I don’t order much on Amazon other than eBooks. Occasionally I’ll buy something from a company that has an Amazon store. For example, bought a chainsaw sharpener sold directly from the Oregon company that was $6 cheaper than if I bought the same thing from Lowe’s. I never by from 3rd parties anymore, plus, like to buy from local mom & pop when I can.
Made me look, it seems I end up about 40-50 purchases a year, little stuff where it’s simpler than running around to find the item, but DW does a bit more, SIL orders multiple sizes to find the right one… I do return stuff, no fits, mostly… Really try to shop local, but late night searches finds the exact cable or tidbit… Pretty amazing the breadth of available stuff…

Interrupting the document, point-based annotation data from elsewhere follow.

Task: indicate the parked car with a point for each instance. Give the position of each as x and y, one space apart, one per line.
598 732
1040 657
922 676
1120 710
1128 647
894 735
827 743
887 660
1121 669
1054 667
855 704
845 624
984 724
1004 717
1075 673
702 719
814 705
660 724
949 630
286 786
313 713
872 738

That came 25 years later, long after the original company was set up, and after Bezos had retreated from Amazon management. Musk, by contrast, reminds me of the guy on Ed Sullivan with the 10 plates spinning in the air, running from one to the next to the next - and he’s still actively involved with all of his companies, or at least so it is made to seem.
Why would I do that? I’m a big fan of businesses which lead to more businesses. That’s not usually predictable ahead of time, but when it happens everybody wins.